Un mago sin chistera
Esa línea disparatada, en un autor que se define como conservador, se reitera en su exposición El prestidigitador, a todas luces un acto de ilusionismo, en el que el mago tiene por chistera su propio intelecto creativo.
“El busto ha sido una forma de representación muy explotada dentro de la escultura conmemorativa y está, como estética, muy insertado en el imaginario colectivo”, dice Cisneros; de ahí que al trastocar los puntos referenciales, el espectador sea capturado en una dinámica casi onírica.
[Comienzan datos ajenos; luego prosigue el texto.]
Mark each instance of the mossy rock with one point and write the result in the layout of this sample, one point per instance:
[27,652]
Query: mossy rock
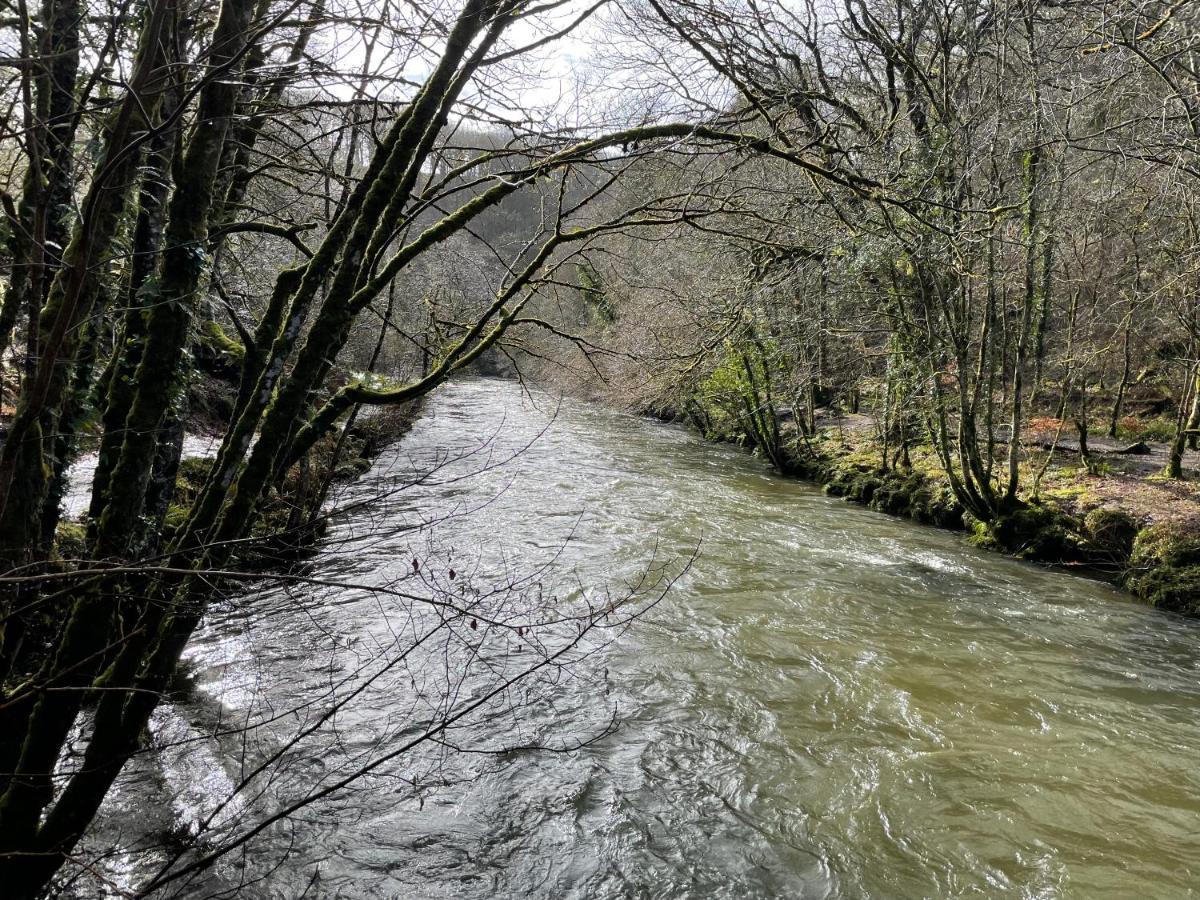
[1036,532]
[1175,588]
[70,541]
[1168,544]
[1164,567]
[1111,532]
[193,472]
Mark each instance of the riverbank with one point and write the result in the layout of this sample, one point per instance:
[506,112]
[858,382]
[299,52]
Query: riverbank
[1119,517]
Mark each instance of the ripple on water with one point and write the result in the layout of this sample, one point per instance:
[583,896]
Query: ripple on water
[831,703]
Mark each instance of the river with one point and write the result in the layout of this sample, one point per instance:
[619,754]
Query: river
[827,703]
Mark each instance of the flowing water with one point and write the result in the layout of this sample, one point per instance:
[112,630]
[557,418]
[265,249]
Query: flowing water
[828,702]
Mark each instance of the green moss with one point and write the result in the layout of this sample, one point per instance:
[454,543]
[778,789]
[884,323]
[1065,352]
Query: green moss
[1038,532]
[1110,532]
[193,471]
[70,541]
[1167,544]
[1175,588]
[1164,567]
Fundidas en resina poliéster y fibra de vidrio, ese es el propósito de piezas como Hombre mirando al cielo, el decapitado de marras; u Olimpia herida, “una mujer soberbia” que empatiza con el público al recostar su rostro augusto a la pared de la galería en señal de fragilidad; o Nostalgia, en la que un busto femenino de párpados semicerrados invierte su relación con su capitel para convertir su base en almohada. También desconcierta Sueño de una noche de verano. Aquí un par de bustos masculinos y robustos “que parecen políticos o militares se besan volcados sobre el piso”, recuerdan por asociación inevitable el beso entre el líder soviético Leonid Brezhnev y su par de Alemania del Este, Erick Honecker, en 1979. El suceso quedó inmortalizado por el grafiti Dios mío, ayúdame a sobrevivir a este amor mortal, pintado en 1990 por el artista ruso Dmitri Vrúbel en una de las secciones del muro de Berlín, que los martillos de la ira tuvieron a bien no demoler, para la posteridad, en el ya icónico noviembre de 1989.